Die Corona-Krise stellt Pflegeeinrichtungen im Landkreis Hersfeld-Rotenburg vor massive Herausforderungen.

Eine geballte Ansammlung von Menschen, die altersbedingt und durch medizinische Vorbelastungen zur Hochrisikogruppe gehören. Pfleger und Betreuer im Dauereinsatz. Die Corona-Krise stellt Pflegeeinrichtungen vor massive Herausforderungen.

Die Betreuungseinrichtungen haben sich von der Außenwelt abgeschottet, quasi die Zugbrücke hochgezogen. Auch Angehörige dürfen die Bewohner nicht mehr besuchen. „Wir halten so lange durch, bis die große Krankheitswelle das Personal trifft“, prognostiziert Monika Mühlhausen, Pflegedirektorin der Gama Altenhilfezentren in Bebra und Ersrode. Sie sagt aber auch: „Die Bewohner und das Personal halten sich großartig.“

Bereits seit 14. März gilt in den vier Gama-Einrichtungen in Bebra, Ersrode, Schlüchtern (Main-Kinzig-Kreis) und Fritzlar mit insgesamt mehr als 400 Bewohnern generelles Besuchsverbot. „Das merken wir an allen Ecken und Enden“, sagt Mühlhausen, „die Bewohner vermissen ihre Angehörigen“.

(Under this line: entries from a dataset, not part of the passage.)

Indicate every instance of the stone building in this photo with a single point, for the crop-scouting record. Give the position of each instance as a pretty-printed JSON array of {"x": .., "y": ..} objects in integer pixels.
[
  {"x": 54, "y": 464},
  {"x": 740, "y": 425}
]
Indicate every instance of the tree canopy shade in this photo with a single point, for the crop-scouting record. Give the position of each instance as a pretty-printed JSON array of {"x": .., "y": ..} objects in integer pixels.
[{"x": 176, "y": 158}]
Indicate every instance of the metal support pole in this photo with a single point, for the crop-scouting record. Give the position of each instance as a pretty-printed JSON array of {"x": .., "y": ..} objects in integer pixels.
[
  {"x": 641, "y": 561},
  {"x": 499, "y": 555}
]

Was bedeutet, dass der Betreuungsbedarf und damit der Aufwand bei den Pflegekräften steigt. Allein durch die ständige Suche nach Corona-Symptomen: Bei den Bewohnern werde beispielsweise regelmäßig Fieber gemessen und der Geschmackssinn abgefragt. „Wir achten auf jedes Husten“, sagt Mühlhausen. In Bebra werden 100, in Ersrode 81 Menschen betreut – in beiden Einrichtungen zusammen stehen derzeit 113 Pflegekräfte und Betreuer bereit.

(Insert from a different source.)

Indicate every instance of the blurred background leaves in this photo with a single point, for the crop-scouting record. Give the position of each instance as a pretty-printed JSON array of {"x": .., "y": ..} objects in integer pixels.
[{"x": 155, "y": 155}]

Die höhere Belastung sei spürbar, selbst für Pfleger und Betreuer, „die ja sehr leidensfähig sind“. Zwar sei das Personal etwa durch die jährlichen Grippewellen für solche Fälle gut trainiert, dennoch ist die Corona-Krise ein Stresstest: “Hier ist eigentlich jeder auf Dauerbereitschaft“, sagt die Pflegedirektorin. Hintergrund ist auch, dass es noch keinen Test auf Antikörper des Coronavirus gibt. Bereits bei Halsschmerzen muss sich das Personal krank melden, um niemanden zu gefährden. Das setzt die Betroffenen im Zweifel bis zu 14 Tage außer Gefecht. Sollten sie nach ihrer Rückkehr auch nur husten, droht der nächste krankheitsbedingte Ausfall. Die Lücken werden häufig mit Personal gestopft, das eigentlich frei hat.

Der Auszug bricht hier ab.